The association of uveitis with meningoencephalitis is uncommon and warrants a thorough search for an underlying aetiology. Most of the time, the anatomical continuity between the meninges and the choroid is the main reason for the association of the two conditions. In rarer cases, meningitis and uveitis are associated through the systemic dissemination of a common pathological process . Most UMS are of an infectious nature. Potential bacterial causes include Bartonella, tuberculosis, syphilis, Lyme disease and Whipple disease. Fungi such as Candida albicans and Aspergillus are also potential causes, as are viruses like herpes simplex, varicella-zoster and cytomegalovirus . In our case, all CSF, blood cultures and serologies were negative. Furthermore, the patient had some clinical characteristics that made some of these aetiologies, such as Lyme disease, less likely, and as he was not immunocompromised, we did not need to consider fungal aetiologies. Tuberculosis was a possibility, but the search for Mycobacterium tuberculosis was persistently negative. In terms of possible inflammatory causes, the immunological panel was negative, including for IgG4-related disease, sarcoidosis, Behçet syndrome and granulomatosis with polyangiitis, and he lacked other systemic manifestations of these diseases. Vogt-Koyanagi-Harada syndrome (VKHS) was another possibility; however, it is usually accompanied by cutaneous and inner ear complaints, which our patient did not have. Furthermore, this diagnosis is one of exclusion, requiring that all other causes of UMS be ruled out . Neoplastic disorders are among the less common causes of UMS and include haematological tumours, such as lymphoma, as well as solid tumours, most commonly metastasis to the eye.

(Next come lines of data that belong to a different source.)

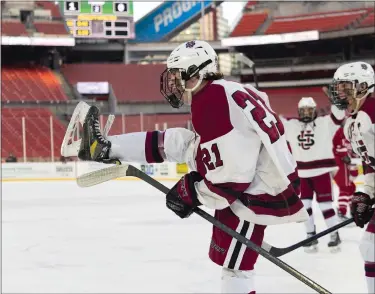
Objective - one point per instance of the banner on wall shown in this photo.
(182, 168)
(168, 19)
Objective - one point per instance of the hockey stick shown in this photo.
(88, 180)
(282, 251)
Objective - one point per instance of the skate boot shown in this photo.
(94, 147)
(342, 217)
(311, 247)
(334, 243)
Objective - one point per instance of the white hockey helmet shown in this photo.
(355, 80)
(190, 59)
(307, 109)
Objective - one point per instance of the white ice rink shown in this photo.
(119, 237)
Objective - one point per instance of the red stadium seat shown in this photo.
(13, 28)
(31, 84)
(51, 28)
(248, 24)
(323, 22)
(368, 21)
(37, 126)
(50, 5)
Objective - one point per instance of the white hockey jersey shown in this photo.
(360, 131)
(240, 149)
(311, 143)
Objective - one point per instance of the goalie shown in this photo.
(240, 162)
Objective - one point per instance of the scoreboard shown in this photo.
(99, 19)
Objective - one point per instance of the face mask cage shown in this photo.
(172, 82)
(307, 114)
(342, 90)
(172, 86)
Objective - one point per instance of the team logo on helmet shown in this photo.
(190, 44)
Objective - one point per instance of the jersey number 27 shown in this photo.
(261, 113)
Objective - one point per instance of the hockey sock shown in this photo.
(309, 224)
(370, 276)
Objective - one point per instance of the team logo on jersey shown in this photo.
(306, 140)
(190, 44)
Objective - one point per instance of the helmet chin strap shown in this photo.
(358, 102)
(189, 92)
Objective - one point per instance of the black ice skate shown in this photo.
(94, 147)
(311, 247)
(342, 218)
(334, 242)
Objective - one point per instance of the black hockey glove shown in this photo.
(346, 159)
(182, 198)
(361, 208)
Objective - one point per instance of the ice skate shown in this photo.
(92, 145)
(334, 243)
(343, 217)
(311, 247)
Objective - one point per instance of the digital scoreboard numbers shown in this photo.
(99, 19)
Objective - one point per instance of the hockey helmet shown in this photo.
(351, 83)
(190, 59)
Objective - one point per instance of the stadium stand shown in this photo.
(49, 5)
(13, 28)
(368, 21)
(37, 126)
(249, 24)
(130, 82)
(284, 101)
(51, 28)
(323, 22)
(31, 84)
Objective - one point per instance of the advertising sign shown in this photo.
(169, 17)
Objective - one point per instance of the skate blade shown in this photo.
(311, 249)
(335, 249)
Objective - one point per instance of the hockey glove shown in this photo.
(346, 159)
(182, 198)
(361, 208)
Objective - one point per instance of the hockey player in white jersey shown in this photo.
(238, 156)
(351, 89)
(310, 138)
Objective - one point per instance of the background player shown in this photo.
(351, 89)
(238, 154)
(310, 139)
(346, 173)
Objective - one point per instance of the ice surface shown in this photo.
(118, 237)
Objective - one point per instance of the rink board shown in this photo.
(57, 171)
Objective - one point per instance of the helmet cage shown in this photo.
(309, 117)
(173, 92)
(339, 96)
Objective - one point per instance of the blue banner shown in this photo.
(167, 19)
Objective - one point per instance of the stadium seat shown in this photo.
(130, 82)
(368, 21)
(323, 22)
(13, 28)
(50, 5)
(249, 24)
(37, 126)
(284, 101)
(31, 84)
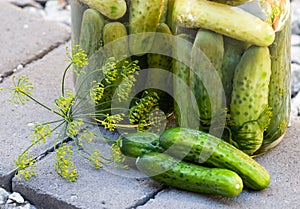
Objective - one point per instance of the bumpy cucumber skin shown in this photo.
(113, 9)
(200, 147)
(189, 176)
(139, 143)
(219, 18)
(144, 17)
(231, 2)
(116, 31)
(211, 44)
(233, 50)
(91, 31)
(186, 115)
(249, 101)
(160, 61)
(279, 93)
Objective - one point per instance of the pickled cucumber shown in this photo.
(223, 19)
(144, 17)
(116, 32)
(206, 74)
(233, 50)
(185, 111)
(279, 88)
(113, 9)
(163, 62)
(249, 103)
(91, 31)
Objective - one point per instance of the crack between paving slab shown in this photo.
(145, 200)
(44, 52)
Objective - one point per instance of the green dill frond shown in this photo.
(40, 133)
(64, 165)
(20, 90)
(25, 166)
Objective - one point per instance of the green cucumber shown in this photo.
(136, 144)
(249, 101)
(186, 113)
(231, 2)
(200, 147)
(91, 31)
(164, 12)
(166, 169)
(233, 50)
(113, 9)
(116, 32)
(224, 19)
(159, 61)
(207, 55)
(144, 17)
(279, 88)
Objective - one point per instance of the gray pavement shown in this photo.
(40, 46)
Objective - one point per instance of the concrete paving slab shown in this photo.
(102, 189)
(45, 74)
(25, 37)
(284, 191)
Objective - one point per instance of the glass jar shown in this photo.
(220, 66)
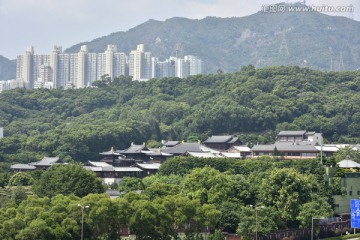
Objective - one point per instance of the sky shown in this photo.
(45, 23)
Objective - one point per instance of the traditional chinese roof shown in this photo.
(221, 139)
(347, 163)
(134, 149)
(203, 155)
(182, 148)
(231, 155)
(291, 133)
(98, 164)
(242, 148)
(284, 147)
(22, 167)
(111, 152)
(127, 169)
(327, 148)
(148, 166)
(171, 143)
(267, 148)
(46, 161)
(109, 168)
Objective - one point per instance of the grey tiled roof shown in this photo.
(183, 148)
(171, 143)
(22, 166)
(268, 148)
(133, 149)
(296, 148)
(219, 139)
(291, 133)
(285, 147)
(46, 161)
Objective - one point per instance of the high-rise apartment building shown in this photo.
(69, 70)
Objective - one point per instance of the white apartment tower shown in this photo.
(54, 64)
(195, 64)
(81, 69)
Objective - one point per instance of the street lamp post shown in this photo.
(312, 226)
(256, 208)
(82, 219)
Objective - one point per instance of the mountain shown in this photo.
(262, 39)
(7, 68)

Several case reports of UMS have been published in the literature, most of which had an infectious aetiology. A review of 110 patients  showed that most cases of UMS were caused by VKHS, syphilis or sarcoidosis, or were idiopathic. There are also some published cases with neoplastic aetiologies, mainly lymphoma and metastatic carcinoma. Scarce reports mention paraneoplastic syndromes, usually in small-lung cell carcinoma or thymoma. To our knowledge, no cases of UMS caused by MDS have been reported.
The first issue worth discussing is the rarity of UMS with a neoplastic origin, especially caused by MDS. In our case, there were no peripheral signs of active MDS and medullary and ganglia studies were not pursued due to spontaneous improvement of the patient. Two months later, the high percentage of bone marrow blasts confirmed the diagnosis of high-risk MDS. This was, very likely, the aetiology behind the UMS. A second important issue is the diagnostic algorithm in these patients. While in patients with neurological manifestations, LP seems unavoidable, in patients with plain uveitis it does not seem to change the outcome or may even lead to excessive futile testing [2, 5]. After the diagnosis of UMS, the definitive aetiological diagnosis must always be chased, since the treatment is tailored to it. In our patient, treatment was not initiated due to his fragility and the poor prognosis of the disease. Lastly, clinical fluctuation in these patients is not usual, and the fact that it happened in our case may have masked the real aetiology behind the UMS.
In conclusion, this case emphasizes the importance of always considering unusual presentations of certain illnesses. MDS is a common diagnosis in the elderly, can progress even when stable for many years and can present in very unusual ways.